Le Liahona
Thomas : Emprunter le chemin de la foi
Le Liahona, mars 2026


« Thomas : Emprunter le chemin de la foi », Le Liahona, mars 2026.

Ils ont connu le Sauveur

Thomas : Emprunter le chemin de la foi

L’histoire de Thomas nous montre que le questionnement, la patience et l’acquisition d’un témoignage servent à développer notre foi et notre conviction.

illustration représentant l’apôtre Thomas

Illustration Laura Serra, reproduction interdite

Qu’est-ce qui vous vient à l’esprit lorsque vous entendez le nom de Thomas, le disciple du Sauveur ? Souvent, nous associons son nom au doute.

Mais Thomas est bien plus que cela. Dans l’Évangile de Jean, nous découvrons le parcours de foi de Thomas qui peut être semblable au nôtre : notre foi peut être fortifiée avec le temps si nous croyons et agissons pour la faire grandir.

Il est normal de se poser des questions

Jésus-Christ a appelé Thomas à être l’un de ses douze apôtres et Thomas a suivi le Sauveur tout au long de son ministère qui a duré trois ans. Il aimait le Sauveur avec ferveur. Quand Thomas a craint pour la vie du Seigneur, il a exhorté les autres apôtres : « Allons-y aussi, afin de mourir avec lui » (Jean 11:16).

En dépit de son dévouement, il posait des questions. Avant Gethsémané, Jésus a enseigné à ses disciples qu’il allait s’en aller. Thomas a demandé : « Seigneur, nous ne savons pas où tu vas ; comment pouvons-nous en savoir le chemin ? »

Jésus a répondu : « Je suis le chemin, la vérité et la vie. Nul ne vient au Père que par moi » (Jean 14:5-6).

Comme Thomas, nous ne comprenons peut-être pas tous les enseignements de Dieu ou tous les aspects du plan du salut. Mais poser des questions justes peut révéler la vérité du Seigneur. Cela est nécessaire pour faire grandir notre foi.

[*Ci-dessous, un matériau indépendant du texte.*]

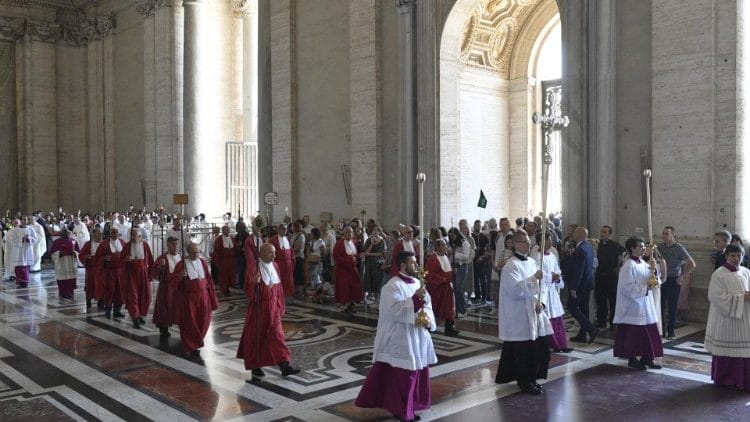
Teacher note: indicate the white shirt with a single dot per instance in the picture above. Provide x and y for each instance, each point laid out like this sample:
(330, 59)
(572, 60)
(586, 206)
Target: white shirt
(634, 303)
(728, 327)
(268, 273)
(23, 250)
(399, 342)
(194, 268)
(517, 318)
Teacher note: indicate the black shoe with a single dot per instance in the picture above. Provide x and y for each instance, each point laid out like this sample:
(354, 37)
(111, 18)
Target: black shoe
(530, 389)
(287, 369)
(636, 364)
(594, 333)
(650, 363)
(451, 332)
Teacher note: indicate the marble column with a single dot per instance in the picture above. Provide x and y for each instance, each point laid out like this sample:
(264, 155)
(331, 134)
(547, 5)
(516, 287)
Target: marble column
(428, 159)
(404, 180)
(10, 31)
(589, 31)
(365, 99)
(264, 138)
(207, 104)
(37, 117)
(283, 98)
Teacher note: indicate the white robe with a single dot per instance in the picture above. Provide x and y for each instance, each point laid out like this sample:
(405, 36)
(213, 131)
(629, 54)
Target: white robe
(634, 303)
(399, 342)
(8, 256)
(39, 246)
(728, 326)
(23, 251)
(550, 290)
(517, 317)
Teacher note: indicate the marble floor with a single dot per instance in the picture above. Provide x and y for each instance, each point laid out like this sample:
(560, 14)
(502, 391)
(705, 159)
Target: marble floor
(60, 362)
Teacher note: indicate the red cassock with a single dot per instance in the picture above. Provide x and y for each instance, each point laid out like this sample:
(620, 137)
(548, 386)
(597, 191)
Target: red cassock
(193, 303)
(348, 285)
(440, 289)
(114, 267)
(397, 249)
(163, 314)
(138, 281)
(252, 255)
(224, 259)
(263, 342)
(285, 260)
(94, 285)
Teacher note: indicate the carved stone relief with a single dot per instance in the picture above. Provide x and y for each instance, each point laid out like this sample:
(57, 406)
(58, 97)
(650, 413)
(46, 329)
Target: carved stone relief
(492, 31)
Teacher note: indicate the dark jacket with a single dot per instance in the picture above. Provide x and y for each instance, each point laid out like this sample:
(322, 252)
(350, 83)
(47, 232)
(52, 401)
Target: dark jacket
(581, 267)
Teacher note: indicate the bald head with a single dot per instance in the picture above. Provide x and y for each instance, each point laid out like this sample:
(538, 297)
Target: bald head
(580, 234)
(267, 253)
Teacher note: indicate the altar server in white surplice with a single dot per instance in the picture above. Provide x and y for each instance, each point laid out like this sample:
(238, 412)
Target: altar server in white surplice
(728, 327)
(399, 380)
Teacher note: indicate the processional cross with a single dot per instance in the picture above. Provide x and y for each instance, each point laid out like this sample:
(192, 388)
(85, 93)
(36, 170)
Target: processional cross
(551, 120)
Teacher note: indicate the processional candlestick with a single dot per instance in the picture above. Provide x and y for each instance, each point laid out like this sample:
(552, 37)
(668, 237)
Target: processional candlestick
(551, 120)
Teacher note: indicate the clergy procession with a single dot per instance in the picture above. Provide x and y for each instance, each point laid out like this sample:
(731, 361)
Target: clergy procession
(526, 275)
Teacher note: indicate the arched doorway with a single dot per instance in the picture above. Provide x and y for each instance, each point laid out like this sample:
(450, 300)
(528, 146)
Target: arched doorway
(490, 55)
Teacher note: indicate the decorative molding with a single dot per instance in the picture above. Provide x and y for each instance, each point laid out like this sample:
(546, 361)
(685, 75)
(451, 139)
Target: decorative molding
(70, 6)
(12, 29)
(90, 29)
(244, 7)
(147, 8)
(492, 33)
(43, 31)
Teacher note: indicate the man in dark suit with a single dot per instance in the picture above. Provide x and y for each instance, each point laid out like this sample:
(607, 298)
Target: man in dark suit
(579, 284)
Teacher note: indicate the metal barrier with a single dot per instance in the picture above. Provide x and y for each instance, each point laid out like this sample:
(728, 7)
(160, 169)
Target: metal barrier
(242, 177)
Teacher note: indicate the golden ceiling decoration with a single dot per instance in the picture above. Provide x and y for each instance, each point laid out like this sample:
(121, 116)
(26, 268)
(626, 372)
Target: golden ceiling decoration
(492, 32)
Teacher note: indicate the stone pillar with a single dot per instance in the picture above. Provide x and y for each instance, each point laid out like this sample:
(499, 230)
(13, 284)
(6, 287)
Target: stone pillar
(37, 117)
(265, 153)
(427, 152)
(589, 40)
(163, 34)
(403, 181)
(365, 99)
(603, 146)
(10, 31)
(521, 157)
(207, 104)
(283, 103)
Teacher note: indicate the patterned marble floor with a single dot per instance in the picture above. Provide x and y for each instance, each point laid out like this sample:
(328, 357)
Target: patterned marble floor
(59, 362)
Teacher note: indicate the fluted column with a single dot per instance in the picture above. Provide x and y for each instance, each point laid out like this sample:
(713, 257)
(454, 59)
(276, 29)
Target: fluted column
(207, 104)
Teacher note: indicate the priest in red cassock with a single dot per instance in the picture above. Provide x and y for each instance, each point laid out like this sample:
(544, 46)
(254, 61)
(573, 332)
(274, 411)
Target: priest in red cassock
(406, 244)
(285, 260)
(110, 253)
(263, 342)
(164, 270)
(194, 300)
(223, 256)
(440, 287)
(348, 285)
(138, 262)
(94, 284)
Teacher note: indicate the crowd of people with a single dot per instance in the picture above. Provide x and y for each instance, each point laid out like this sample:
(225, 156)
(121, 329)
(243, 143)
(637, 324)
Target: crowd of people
(524, 274)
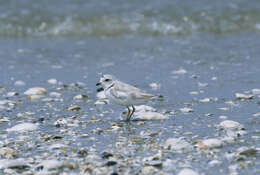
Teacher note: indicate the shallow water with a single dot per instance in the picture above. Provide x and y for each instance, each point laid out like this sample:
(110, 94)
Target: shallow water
(140, 43)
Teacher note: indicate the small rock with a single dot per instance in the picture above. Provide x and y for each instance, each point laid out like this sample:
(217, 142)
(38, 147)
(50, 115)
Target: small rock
(148, 170)
(35, 97)
(205, 100)
(52, 81)
(55, 94)
(93, 118)
(249, 152)
(101, 95)
(229, 124)
(19, 83)
(210, 143)
(194, 93)
(14, 164)
(12, 94)
(214, 163)
(223, 117)
(111, 163)
(144, 108)
(35, 91)
(256, 91)
(179, 72)
(177, 144)
(7, 152)
(202, 84)
(74, 108)
(154, 163)
(240, 96)
(23, 127)
(186, 110)
(53, 164)
(80, 97)
(106, 155)
(150, 116)
(187, 171)
(155, 86)
(256, 114)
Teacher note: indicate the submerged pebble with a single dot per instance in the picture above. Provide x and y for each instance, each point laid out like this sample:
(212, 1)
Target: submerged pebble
(229, 124)
(19, 83)
(155, 86)
(55, 94)
(179, 72)
(186, 110)
(36, 91)
(14, 164)
(52, 81)
(80, 97)
(74, 108)
(23, 127)
(178, 145)
(241, 96)
(150, 116)
(187, 171)
(12, 94)
(210, 143)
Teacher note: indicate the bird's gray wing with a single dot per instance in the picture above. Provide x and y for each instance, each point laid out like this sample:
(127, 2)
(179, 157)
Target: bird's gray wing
(125, 87)
(118, 94)
(141, 95)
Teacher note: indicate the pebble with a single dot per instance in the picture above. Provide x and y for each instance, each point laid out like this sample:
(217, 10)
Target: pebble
(55, 94)
(194, 93)
(210, 143)
(148, 170)
(144, 108)
(53, 164)
(205, 100)
(202, 84)
(155, 86)
(34, 97)
(179, 72)
(223, 117)
(187, 171)
(15, 163)
(178, 145)
(80, 97)
(186, 110)
(256, 91)
(74, 108)
(35, 91)
(52, 81)
(12, 94)
(23, 127)
(240, 96)
(229, 124)
(214, 163)
(150, 116)
(19, 83)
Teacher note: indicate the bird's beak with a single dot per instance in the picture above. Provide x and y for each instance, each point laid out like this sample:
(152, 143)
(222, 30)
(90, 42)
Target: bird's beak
(100, 89)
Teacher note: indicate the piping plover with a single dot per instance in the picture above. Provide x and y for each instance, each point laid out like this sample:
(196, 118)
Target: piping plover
(123, 94)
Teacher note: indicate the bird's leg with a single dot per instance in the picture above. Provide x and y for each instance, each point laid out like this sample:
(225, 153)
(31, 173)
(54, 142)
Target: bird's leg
(128, 114)
(128, 118)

Russell M. Nelson a enseigné :

« Si vous avez des questions, et j’espère que c’est le cas, cherchez des réponses avec le désir fervent de croire. […]

« Vos questions sincères, posées avec foi, mèneront toujours à une plus grande foi et à davantage de connaissance. »

La foi contre la crainte

Quand les apôtres ont appris que Jésus était ressuscité des morts, « ils tinrent ces discours pour des rêveries et ils [n’y] crurent pas » (Luc 24:11). La période de doute de Thomas a peut-être duré plus longtemps que celle des autres parce qu’il n’était pas présent lorsque le Seigneur ressuscité leur est apparu pour la première fois (voir Jean 20:24).

Quand ils ont dit à Thomas qu’ils avaient vu le Sauveur, il a répondu : « Si je ne vois pas dans ses mains la marque des clous, si je ne mets pas mon doigt dans la marque des clous et si je ne mets pas ma main dans son côté, je ne croirai pas » (Jean 20:25).

Au bout de huit jours, le Seigneur est apparu de nouveau et a invité Thomas à toucher ses blessures. En réponse, Thomas s’est exclamé : « Mon Seigneur et mon Dieu ! » (Jean 20:28). Le Sauveur a alors enseigné une vérité importante : « Heureux ceux qui n’ont pas vu et qui ont cru ! » (Jean 20:29).

Les réponses viennent. David A. Bednar, du Collège des douze apôtres, a dit : « Notre Père céleste entend chaque prière sincère et y répond, mais les réponses que nous recevons ne sont pas forcément ce que nous attendons ni ne nous parviennent quand nous le voulons ni de la manière que nous espérons. »

Une conviction qui dure

Lorsque nous recevons des réponses par la persévérance, la prière et la révélation, nous pouvons aussi acquérir une conviction, un témoignage. Si nous continuons de nourrir notre foi, ce témoignage nous accompagnera toute notre vie. Comme le président Nelson l’a enseigné : « Si vous honorez patiemment le calendrier du Seigneur, vous obtiendrez la connaissance et la compréhension que vous recherchez. Toutes les bénédictions que le Seigneur a en réserve pour vous (et même des miracles) arriveront. C’est ce que la révélation personnelle vous offrira. »

L’expérience de Thomas nous montre que la foi n’est pas une destination mais un processus. Dieu honore ce processus et nous bénit si nous restons disposés à recevoir ses conseils et recherchons le témoignage qui apaise notre cœur (voir Doctrine et Alliances 88:63).